Menu

Waspada, Tsunami Susulan Masih Mengintai Perairan Selat Sunda

Siswandi 24 Dec 2018, 11:42
Aktivitas vulkanis Gunung Anak Krakatau terpantau masih tinggi. Hal ini yang diduga kuat menjadi penyebab munculnya tsunami di perairan Selat Sunda. Foto: int
Aktivitas vulkanis Gunung Anak Krakatau terpantau masih tinggi. Hal ini yang diduga kuat menjadi penyebab munculnya tsunami di perairan Selat Sunda. Foto: int

RIAU24.COM -  Sejumlah ilmuwan di dunia memprediksi, tsunami susulan masih berkemungkinan terjadi kembali di perairan Selat Sunda. Kondisi ini terjadi karena aktivitas vulkanis Gunung Anak Krakatau masih tinggi. Aktivitas vulkanis itu yang menyebabkan terjadinya longsor di bawah permukaan air laut, yang kemudian memicu terjadinya gelombang tsunami.

Aktivitas vulanis  inilah yang diduga kuat menjadi pemicu terjadinya tsunami di kawasan itu. Sejauh ini, tidak ada pihak yang bisa memprediksi, kapan aktivitas vulkanis itu bakal segera berhenti.  

"Kemungkinan tsunami lebih lanjut di Selat Sunda akan tetap tinggi, karena Gunung Anak Krakatau sedang memasuki fase aktif saat ini," ujar ilmuwan Richard Teeuw dari Portsmouth University, Inggris, dari AFP yang dilansir cnnindonesia.com, Senin 24 Desember 2018.

Dibutuhkan survei sonar untuk membuat peta dasar laut di sekitar Gunung Anak Krakatau. Namun sayangnya, survei semacam itu biasanya butuh waktu yang cukup lama, bahkan hingga berbulan-bulan.

Diambil dari laman International Tsunami Information Center UNESCO, gelombang laut yang tinggi dapat disebabkan perpindahan air secara mendadak. Perpindahan air itu kerap terjadi akibat ledakan gunung berapi.

Sebelumnya, hal serupa juga dilontarkan Kepala Badan Meteorologi, Klimatologi, dan Geofisika (BMKG) Dwikorita Karnawati.

“Masih akan ada tsunami susulan. Tremor, guncang lereng Gunung Anak Krakatau, kalau itu rontok akan terjadi (tsunami lagi),” ujarnya, seperti dilansir republika.co.id.

Dengan demikian, ia mengimbau masyarakat jangan kembali ke pantai dahulu.

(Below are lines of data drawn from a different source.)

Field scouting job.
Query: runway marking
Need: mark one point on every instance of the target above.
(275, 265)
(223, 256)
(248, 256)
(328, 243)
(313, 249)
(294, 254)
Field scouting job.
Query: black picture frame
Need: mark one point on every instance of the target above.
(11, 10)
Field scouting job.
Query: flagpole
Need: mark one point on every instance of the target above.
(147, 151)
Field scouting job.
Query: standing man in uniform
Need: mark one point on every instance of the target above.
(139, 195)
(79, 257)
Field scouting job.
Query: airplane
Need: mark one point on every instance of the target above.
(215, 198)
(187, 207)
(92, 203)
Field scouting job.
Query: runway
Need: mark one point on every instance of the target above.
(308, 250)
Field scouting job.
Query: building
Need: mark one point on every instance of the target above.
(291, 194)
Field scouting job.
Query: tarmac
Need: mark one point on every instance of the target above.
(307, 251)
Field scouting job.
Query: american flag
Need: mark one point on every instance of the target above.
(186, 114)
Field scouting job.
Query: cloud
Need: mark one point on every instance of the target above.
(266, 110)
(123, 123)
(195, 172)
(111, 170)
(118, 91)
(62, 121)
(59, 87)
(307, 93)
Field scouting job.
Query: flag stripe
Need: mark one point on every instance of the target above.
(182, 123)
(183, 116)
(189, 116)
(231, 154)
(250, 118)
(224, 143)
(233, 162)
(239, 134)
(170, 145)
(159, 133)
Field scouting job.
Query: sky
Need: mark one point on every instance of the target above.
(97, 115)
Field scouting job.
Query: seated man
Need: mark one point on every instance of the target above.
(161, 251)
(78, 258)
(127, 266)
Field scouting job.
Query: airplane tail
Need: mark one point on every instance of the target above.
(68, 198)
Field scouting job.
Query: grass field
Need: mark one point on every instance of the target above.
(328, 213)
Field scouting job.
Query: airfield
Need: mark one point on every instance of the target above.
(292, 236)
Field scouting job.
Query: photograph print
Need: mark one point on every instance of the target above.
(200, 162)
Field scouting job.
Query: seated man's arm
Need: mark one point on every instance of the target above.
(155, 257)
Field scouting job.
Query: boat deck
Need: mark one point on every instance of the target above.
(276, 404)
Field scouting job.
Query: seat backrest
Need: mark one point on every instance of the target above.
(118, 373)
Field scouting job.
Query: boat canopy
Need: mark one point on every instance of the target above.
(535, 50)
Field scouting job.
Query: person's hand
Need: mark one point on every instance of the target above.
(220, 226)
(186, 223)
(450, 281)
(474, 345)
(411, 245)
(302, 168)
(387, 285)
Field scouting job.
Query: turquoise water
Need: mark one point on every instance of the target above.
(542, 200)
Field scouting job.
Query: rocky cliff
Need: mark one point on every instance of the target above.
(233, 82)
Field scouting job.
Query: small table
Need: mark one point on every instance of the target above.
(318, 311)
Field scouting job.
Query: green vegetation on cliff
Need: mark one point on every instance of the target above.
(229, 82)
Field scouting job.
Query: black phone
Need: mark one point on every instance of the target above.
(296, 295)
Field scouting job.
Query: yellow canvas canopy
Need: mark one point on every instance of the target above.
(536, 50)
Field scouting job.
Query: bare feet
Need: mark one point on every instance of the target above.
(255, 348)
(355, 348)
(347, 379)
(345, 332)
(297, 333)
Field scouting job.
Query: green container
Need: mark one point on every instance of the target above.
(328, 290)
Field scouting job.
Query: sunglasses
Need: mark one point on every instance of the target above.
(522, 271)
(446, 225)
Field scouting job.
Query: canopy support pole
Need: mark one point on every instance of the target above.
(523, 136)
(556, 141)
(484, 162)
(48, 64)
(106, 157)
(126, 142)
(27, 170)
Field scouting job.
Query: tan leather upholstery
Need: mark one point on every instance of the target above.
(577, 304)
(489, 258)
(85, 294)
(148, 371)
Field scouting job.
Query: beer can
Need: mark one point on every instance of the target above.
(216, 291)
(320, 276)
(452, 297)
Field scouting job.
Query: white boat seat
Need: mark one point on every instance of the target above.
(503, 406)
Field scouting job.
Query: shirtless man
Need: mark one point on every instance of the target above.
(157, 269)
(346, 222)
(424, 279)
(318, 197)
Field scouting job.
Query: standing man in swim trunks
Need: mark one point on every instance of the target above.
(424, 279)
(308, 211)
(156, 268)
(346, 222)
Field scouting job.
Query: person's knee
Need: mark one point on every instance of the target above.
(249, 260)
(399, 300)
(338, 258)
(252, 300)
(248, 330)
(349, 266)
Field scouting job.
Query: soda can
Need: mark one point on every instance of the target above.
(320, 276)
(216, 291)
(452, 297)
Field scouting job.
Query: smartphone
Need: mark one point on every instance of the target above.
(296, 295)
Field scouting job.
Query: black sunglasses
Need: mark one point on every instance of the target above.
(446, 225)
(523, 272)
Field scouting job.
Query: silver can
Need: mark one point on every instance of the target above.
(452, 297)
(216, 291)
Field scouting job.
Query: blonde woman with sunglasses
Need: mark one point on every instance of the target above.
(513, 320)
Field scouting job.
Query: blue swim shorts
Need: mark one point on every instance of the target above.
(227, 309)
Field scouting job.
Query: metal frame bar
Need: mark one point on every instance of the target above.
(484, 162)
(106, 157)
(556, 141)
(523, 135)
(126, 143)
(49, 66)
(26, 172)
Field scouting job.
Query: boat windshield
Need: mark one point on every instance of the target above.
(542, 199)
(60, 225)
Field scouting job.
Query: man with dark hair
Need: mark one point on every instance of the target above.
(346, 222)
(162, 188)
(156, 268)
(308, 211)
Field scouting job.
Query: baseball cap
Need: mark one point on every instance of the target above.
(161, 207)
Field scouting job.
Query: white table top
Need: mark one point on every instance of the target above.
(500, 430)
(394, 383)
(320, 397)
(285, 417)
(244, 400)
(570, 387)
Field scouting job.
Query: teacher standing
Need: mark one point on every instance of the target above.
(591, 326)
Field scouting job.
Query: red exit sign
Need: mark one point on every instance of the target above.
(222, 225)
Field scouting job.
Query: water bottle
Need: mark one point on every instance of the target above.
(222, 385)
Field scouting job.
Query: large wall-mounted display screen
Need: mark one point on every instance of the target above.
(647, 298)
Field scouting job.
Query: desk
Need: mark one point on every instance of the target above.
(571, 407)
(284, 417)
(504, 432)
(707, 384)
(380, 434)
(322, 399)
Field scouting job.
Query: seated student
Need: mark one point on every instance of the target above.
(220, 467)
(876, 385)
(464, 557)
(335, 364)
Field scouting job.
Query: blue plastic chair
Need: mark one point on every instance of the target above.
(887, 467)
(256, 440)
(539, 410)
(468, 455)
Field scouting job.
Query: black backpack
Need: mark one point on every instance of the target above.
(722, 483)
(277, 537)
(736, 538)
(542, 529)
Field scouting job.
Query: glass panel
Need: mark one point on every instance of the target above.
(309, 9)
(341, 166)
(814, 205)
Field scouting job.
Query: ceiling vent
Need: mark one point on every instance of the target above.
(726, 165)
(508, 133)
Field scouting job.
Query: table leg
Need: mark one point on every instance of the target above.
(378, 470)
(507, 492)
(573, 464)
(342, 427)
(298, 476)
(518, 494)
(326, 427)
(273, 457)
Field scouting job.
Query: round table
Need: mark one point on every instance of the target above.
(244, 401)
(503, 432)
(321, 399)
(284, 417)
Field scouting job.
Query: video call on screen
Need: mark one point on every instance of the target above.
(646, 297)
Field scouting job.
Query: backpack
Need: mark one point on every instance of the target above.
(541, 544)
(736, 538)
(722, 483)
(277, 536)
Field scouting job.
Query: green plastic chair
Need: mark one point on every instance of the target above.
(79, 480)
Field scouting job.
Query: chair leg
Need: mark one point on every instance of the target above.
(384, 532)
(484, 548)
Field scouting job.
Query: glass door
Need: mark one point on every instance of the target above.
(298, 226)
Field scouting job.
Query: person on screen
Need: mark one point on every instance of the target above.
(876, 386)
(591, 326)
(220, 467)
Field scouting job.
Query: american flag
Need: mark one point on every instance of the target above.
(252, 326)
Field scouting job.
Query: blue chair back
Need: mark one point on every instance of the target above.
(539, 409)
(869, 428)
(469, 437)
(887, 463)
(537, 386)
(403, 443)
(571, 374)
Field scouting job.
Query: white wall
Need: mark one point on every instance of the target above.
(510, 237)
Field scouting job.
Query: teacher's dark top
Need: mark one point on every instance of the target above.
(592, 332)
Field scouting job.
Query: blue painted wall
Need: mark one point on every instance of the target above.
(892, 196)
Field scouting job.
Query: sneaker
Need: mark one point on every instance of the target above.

Sebab, berdasarkan papan pengukuran (tide gauge), saat ini tremor masih berjalan.

Dwikorita mengatakan, peristiwa tsunami akibat seismik Gunung Krakatau pernah terjadi saat mengalami erupsi pada 1883. Namun, berbeda dengan bencana saat itu, aktivitas seismik Gunung Anak Krakatau ini tidak langsung mengakibatkan terjadi tsunami.

Pola itu justru mengkhawatirkan, sebab tide gauge menunjukkan periode pendek-pendek mirip gempa Palu, Sulawesi Tengah.

"Yang kami cari, apakah ada tebing lereng yang longsor. Kalau ada, artinya selama ada tremor, longsor masih bisa terjadi," tambahnya.

Untuk diketahui, aktivitas vulkanis Gunung Anak Krakatau terus meningkat sejak Juni 2018 lalu. Selama periode Oktober-November 2018 telah terjadi erupsi yang lebih besar sehingga statusnya ditingkatkan menjadi Waspada.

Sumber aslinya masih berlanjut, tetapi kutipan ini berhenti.